Kahkaha atarak arabayı çalıştırdım ve park ettiğim yerden çıktım. "Çünkü senin de angut kuşundan bir farkın yok. Şimdi bana karpuzu nereden bulacağımızı söyle."

"Bu lafından sonra söyler miyim sence? Madem ben angut kuşuyum, git insan olan birine sor."

"Saçmalama lan." dedim hafifçe omzuna vurarak. "Hem karpuz bulursak sen de yiyebilirsin."

"Yalnız ben Mira'da tüm karpuzu yeme potansiyelini görüyorum, bize bırakmayabilir." dediği an bakışlarım ona döndü. Sokakta ilerliyordum ama nereye gideceğimizi bile bilmiyordum. "Sen benim karıma ayı mı diyorsun?" Ben de bazen her ne kadar normal olduğunu bilsem de Mira'nın ayı gibi yediğini düşünüyordum ama sadece ben o şekilde düşünebilirdim.

Hakan tehlikeli bakışlarımın hedefi olduğunu fark edince hemen kıvırmaya başlamıştı. "Yok canım, ne ayısı? Mira bacıma laf etmem ben."

"İyi." deyip sırıttım. Yolda boş boş ilerlediğimizi fark ettiğimde "Ulan kaçıncı soruşum bu, söyle artık!"

"Ben de bilmiyorum ki."

Bakışlarım ışık hızıyla Hakan'a dönmüştü. "Baştan söylesene o zaman, neden biliyormuş havalarındasın deminden beri?"

"Oruçlu olmanın en sevdiğim yanı ne, biliyor musun?
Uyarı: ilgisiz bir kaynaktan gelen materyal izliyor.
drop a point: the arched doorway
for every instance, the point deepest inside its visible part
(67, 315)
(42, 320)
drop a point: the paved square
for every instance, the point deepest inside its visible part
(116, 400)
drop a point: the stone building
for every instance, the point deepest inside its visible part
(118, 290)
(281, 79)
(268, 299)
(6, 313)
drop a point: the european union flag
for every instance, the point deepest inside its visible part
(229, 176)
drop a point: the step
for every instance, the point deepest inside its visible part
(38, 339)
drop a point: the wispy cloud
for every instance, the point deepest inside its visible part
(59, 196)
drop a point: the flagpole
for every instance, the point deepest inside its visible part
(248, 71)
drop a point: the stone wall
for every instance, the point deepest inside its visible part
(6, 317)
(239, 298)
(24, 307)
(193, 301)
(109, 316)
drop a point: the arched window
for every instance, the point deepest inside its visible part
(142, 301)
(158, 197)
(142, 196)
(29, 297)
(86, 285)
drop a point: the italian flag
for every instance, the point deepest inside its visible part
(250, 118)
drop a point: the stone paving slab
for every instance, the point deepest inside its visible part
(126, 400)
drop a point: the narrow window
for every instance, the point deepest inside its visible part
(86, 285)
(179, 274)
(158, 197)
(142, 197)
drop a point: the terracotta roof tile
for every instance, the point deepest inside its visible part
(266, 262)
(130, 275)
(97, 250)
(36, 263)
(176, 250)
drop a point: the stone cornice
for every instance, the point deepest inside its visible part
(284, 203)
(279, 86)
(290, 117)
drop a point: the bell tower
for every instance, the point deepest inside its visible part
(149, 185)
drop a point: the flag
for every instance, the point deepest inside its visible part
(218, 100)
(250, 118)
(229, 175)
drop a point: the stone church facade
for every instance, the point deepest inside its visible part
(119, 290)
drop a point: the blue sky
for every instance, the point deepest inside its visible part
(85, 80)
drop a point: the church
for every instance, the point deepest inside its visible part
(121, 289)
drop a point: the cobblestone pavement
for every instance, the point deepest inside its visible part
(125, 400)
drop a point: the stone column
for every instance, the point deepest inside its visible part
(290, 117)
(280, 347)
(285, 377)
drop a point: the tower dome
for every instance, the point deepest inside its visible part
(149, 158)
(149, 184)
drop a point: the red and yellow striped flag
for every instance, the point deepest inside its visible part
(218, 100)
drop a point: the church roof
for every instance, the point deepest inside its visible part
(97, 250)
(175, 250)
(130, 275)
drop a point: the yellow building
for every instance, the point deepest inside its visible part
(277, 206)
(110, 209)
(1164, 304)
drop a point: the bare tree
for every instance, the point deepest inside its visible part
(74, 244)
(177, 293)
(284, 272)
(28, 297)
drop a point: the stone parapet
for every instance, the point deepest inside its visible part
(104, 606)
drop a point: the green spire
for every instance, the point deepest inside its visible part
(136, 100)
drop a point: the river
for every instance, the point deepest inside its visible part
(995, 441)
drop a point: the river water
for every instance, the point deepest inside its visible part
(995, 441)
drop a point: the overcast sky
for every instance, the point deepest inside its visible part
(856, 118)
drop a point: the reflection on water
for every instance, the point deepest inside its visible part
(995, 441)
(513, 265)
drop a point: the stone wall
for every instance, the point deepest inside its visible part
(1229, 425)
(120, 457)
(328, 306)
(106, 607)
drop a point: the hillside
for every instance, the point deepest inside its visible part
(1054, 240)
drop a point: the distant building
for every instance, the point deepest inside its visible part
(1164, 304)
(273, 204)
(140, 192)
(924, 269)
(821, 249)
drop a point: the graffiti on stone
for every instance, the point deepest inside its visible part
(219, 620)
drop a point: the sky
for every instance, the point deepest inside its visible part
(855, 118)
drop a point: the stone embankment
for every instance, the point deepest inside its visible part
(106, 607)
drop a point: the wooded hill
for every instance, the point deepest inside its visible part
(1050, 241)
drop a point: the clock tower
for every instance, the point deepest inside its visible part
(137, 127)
Bana küfür edememen." dediğinde sırıttım. "İftarı bekle sen."

"Terbiyesiz." dediğinde "Çok konuşma da internete bak, bir yer bulmak zorundayız." dedim ve arabayı kenara çektim. Hakan saniyeler içinde kafasını telefondan kaldırmıştı. "Hamileler için manavlar varmış, hamile bir karın var ve sen bunu bilmiyorsun!"

Telefonda gösterdiği şeye baktım. "Ne yapayım oğlum? Mira şu ana kadar mevsimin dışında bir şey aşermedi, hepsini marketten buluyordum."

"Kabak benim başıma patladı yani." diye söylenip adresi navigasyona yazdı. Çok geçmeden yola çıkabilmiştik.

"Akşama ne yemek var?" diye sordu Hakan. "Arefe bugün, umarım güzel bir şey vardır."

"Sayemde mantı var."

"Oley be!" diye bağırdığında yanımdaki adamın nasıl 26 yaşında olduğunu sorguladım.

Adrese vardığımızda boş yer bulamadığım için arabayı bir otoparkın önüne park etmiştim. Karpuzu hemen alıp döneceğimiz için bir sorun çıkmayacağını umuyordum.

Manava ulaştığımızda, gözüme çarpan karpuzlar gözlerimi parlatmıştı. "Hakan, cidden karpuz var!"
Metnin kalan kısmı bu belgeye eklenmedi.